# ppu-paddle-ocr

A lightweight, type-safe, PaddleOCR implementation in Bun/Node.js for text detection and recognition in JavaScript environments.

![ppu-paddle-ocr demo](https://raw.githubusercontent.com/PT-Perkasa-Pilar-Utama/ppu-paddle-ocr/refs/heads/main/assets/ppu-paddle-ocr-demo.jpg)

OCR should be as easy as:

```ts
import { PaddleOcrService } from "ppu-paddle-ocr";

const service = new PaddleOcrService();
await service.initialize();

const result = await service.recognize(fileBufferOrCanvas);
await service.destroy();
```

You can combine it further by using open-cv https://github.com/PT-Perkasa-Pilar-Utama/ppu-ocv for more improved accuracy.

#### Paddle works best with grayscale/thresholded image

```ts
import { ImageProcessor } from "ppu-ocv";
const processor = new ImageProcessor(bodyCanvas);
processor.grayscale().blur();

const canvas = processor.toCanvas();
processor.destroy();
```

For more language, I already pre-convert several onnx model from paddle. Checkout here [ppu-paddle-ocr-models](https://github.com/PT-Perkasa-Pilar-Utama/ppu-paddle-ocr-models)

## Description

ppu-paddle-ocr brings the powerful PaddleOCR optical character recognition capabilities to JavaScript environments. This library simplifies the integration of ONNX models with Node.js applications, offering a lightweight solution for text detection and recognition without complex dependencies.

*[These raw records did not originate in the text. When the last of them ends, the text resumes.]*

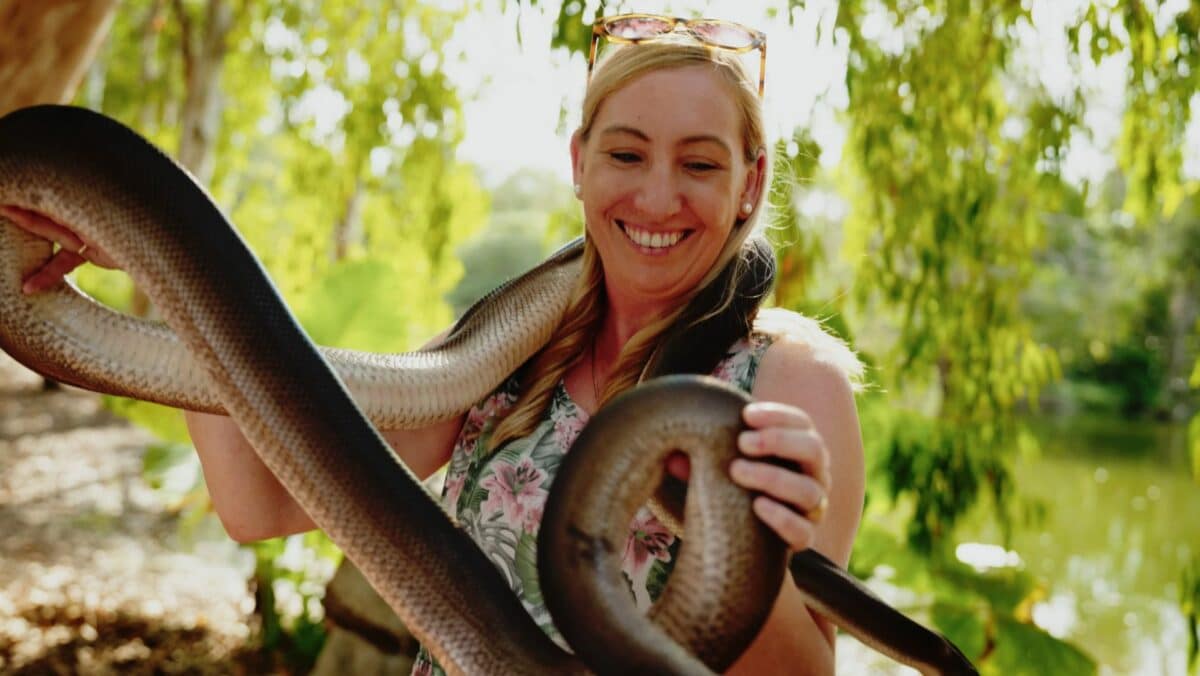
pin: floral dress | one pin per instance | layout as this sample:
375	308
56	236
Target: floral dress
498	497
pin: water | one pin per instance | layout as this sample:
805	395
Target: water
1122	522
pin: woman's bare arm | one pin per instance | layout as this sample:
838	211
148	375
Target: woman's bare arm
795	639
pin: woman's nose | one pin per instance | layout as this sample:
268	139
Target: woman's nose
659	195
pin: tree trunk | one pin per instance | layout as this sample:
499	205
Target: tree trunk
348	229
46	47
204	49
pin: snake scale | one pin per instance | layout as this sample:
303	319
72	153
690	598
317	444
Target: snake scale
231	345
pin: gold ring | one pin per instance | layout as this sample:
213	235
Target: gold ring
817	513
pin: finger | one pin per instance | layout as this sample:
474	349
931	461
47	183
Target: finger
802	447
785	486
42	226
793	528
774	414
52	273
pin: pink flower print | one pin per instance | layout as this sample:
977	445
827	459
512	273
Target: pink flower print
454	489
649	540
516	492
567	429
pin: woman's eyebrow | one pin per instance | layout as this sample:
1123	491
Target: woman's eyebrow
707	138
641	136
625	129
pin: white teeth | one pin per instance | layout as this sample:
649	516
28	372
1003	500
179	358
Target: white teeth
652	240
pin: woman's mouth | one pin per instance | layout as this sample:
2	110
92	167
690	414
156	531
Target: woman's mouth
652	240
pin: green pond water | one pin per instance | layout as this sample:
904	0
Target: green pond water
1122	522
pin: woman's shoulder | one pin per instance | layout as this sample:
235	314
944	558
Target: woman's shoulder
801	346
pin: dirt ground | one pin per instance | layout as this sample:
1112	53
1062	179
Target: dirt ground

Built on top of `onnxruntime-node` and `onnxruntime-web`, ppu-paddle-ocr handles all the complexity of model loading, preprocessing, and inference, providing a clean and simple API for developers to extract text from images with minimal setup.

### Why use this library?

1.  **Lightweight**: Optimized for performance with minimal dependencies
2.  **Easy Integration**: Simple API to detect and recognize text in images
3.  **Cross-Platform**: Works in Node.js and Bun environments
4.  **Customizable**: Support for custom models and dictionaries
5.  **Pre-packed Models**: Includes optimized PaddleOCR models ready for immediate use, with automatic fetching and caching on the first run.
6.  **TypeScript Support**: Full TypeScript definitions for enhanced developer experience
7.  **Auto Deskew**: Using multiple text analysis to straighten the image
8.  **Web Support**: Supports running directly in the browser

## Installation

Install using your preferred package manager:

```bash
npm install ppu-paddle-ocr
yarn add ppu-paddle-ocr
bun add ppu-paddle-ocr
```

## Usage

#### Basic Usage

To get started, create an instance of `PaddleOcrService` and call the `initialize()` method. This will download and cache the default models on the first run.

```ts
import { PaddleOcrService } from "ppu-paddle-ocr";

// Create a new instance of the service
const service = new PaddleOcrService({
  debugging: {
    debug: false,
    verbose: true,
  },
});

// Initialize the service (this will download models on the first run)
await service.initialize();

const result = await service.recognize("./assets/receipt.jpg");
console.log(result.text);

// It's important to destroy the service when you're done to release resources.
await service.destroy();

// If you're updating ppu-paddle-ocr to the new release and wants to change/redownload the model
service.clearModelCache();
```

#### Updating model library without reinstalling

You can clear the cache model and force refetch/download using this one liner. You can also use this as warmup.

Using Bun:

`bun -e "import('ppu-paddle-ocr').then(m => new m.PaddleOcrService().clearModelCache())"`

Using Node:

`node -e "import('ppu-paddle-ocr').then(m => new m.PaddleOcrService().clearModelCache())"`

#### Optimizing Performance with Session Options

You can fine-tune the ONNX Runtime session configuration for optimal performance:

```ts
import { PaddleOcrService } from "ppu-paddle-ocr";

// Create a service with optimized session options
const service = new PaddleOcrService({
  session: {
    executionProviders: ["cpu"], // Use CPU-only for consistent performance
    graphOptimizationLevel: "all", // Enable all optimizations
    enableCpuMemArena: true, // Better memory management
    enableMemPattern: true, // Memory pattern optimization
    executionMode: "sequential", // Better for single-threaded performance
    interOpNumThreads: 0, // Let ONNX decide optimal thread count
    intraOpNumThreads: 0, // Let ONNX decide optimal thread count
  },
});

await service.initialize();

const result = await service.recognize("./assets/receipt.jpg");
console.log(result.text);

await service.destroy();
```

#### Using Custom Models

You can provide custom models via file paths, URLs, or `ArrayBuffer`s during initialization. If no models are provided, the default models will be fetched from GitHub.

```ts
const service = new PaddleOcrService({
  model: {
    detection: "./models/custom-det.onnx",
    recognition: "https://example.com/models/custom-rec.onnx",
    charactersDictionary: customDictArrayBuffer,
  },
});

// Don't forget to initialize the service
await service.initialize();
```

## Web / Browser Support

Starting from `4.0.0`, ppu-paddle-ocr supports running directly in the browser! Import from `ppu-paddle-ocr/web` instead of the root package to use browser-native capabilities (`HTMLCanvasElement`, `OffscreenCanvas`, and `fetch` buffering) instead of the Node APIs.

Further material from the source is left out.